Cinderella has taken a beating in the last forty-odd years. The animated classic first released in 1950 has been criticized for everything from racism, to sexism, and impossible-to-emulate, Barbie-like image mongering. She has been lampooned, ridiculed and dismissed as irrelevant in this, the age of gender bending equivalency.
Yet she keeps coming back, ever popular with girls of every generation. Ever wonder why that is?
Of course there’s the legendary Disney brilliance and creativity. Movie-making excellence abounds in this live act out version. But Disney’s newest vision of one its oldest classics is a delight to both the eyes and the heart. And it’s the heart that really matters, the values at the core of the story revealed in plot and pictures.
Innocence is there, along with generosity, shining in glory against the narcissistic backdrop of stepsister greed. Childlike goodness too perseveres amidst adult cruelty, subtle and profound. Cinderella’s loyalty to family and home, her determination to keep the promises she made at whatever the cost serves as solid foundation, something that promises to outlast the grasping desperation of her bankrupt stepmother.
But the spirit of Cinderella, the force that continues to drive her appeal sixty-five years after her debut, is made of three things: beauty, kindness, and courage.
As Douglas S. O’Donnell says, “Biblically speaking, beauty is like a cut rose. It’s worth beholding even though you know it is withering away. It’s worth beholding even though its thorns can prick. It’s worth beholding because the flower’s beauty in that moment points to the beauty of, not Mother Nature, but of Father God.” Cinderella’s exquisite joy as her tattered dress transforms into a beautiful ball gown is a testimony of the goodness of beauty, of truly feminine beauty, that points us to the beauty of God. Something inside the souls of little girls, indeed inside all of us, knows that.
Something else we intuit, that drives Cinderella’s appeal, is that the beauty isn’t only skin deep. Some women are physically beautiful, but hard, like Cate Blanchette’s version of the stepmother in this film. Others are attractive but frail, brittle, unable to bear the brutalities of life. Cinderella is radiant, shining with courage and kindness that comes from within. That isn’t an easy thing to portray on film, and Lily James does it to perfection.

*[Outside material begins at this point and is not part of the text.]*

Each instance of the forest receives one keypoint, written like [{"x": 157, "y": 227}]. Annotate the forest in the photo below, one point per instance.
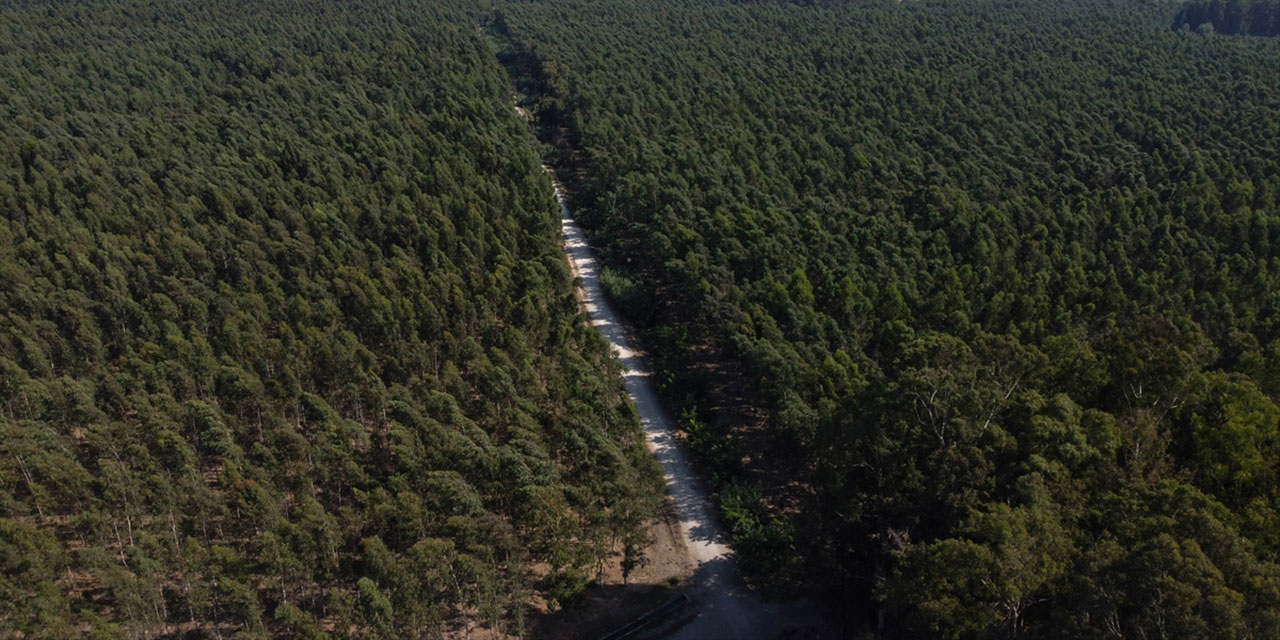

As we see in Cinderella, these values come with a cost. The world envies true beauty, and tries to destroy it. It takes advantage of kindness, and abuses it. And it seeks to overwhelm courage, to defeat it. I want to urge you, whether you are a very young girl, seeing Cinderella for the first time, or a very experienced grown up, never give up on beauty, kindness, and courage. Having been married to a real Cinderella for over thirty years, I can tell you, they are worth it.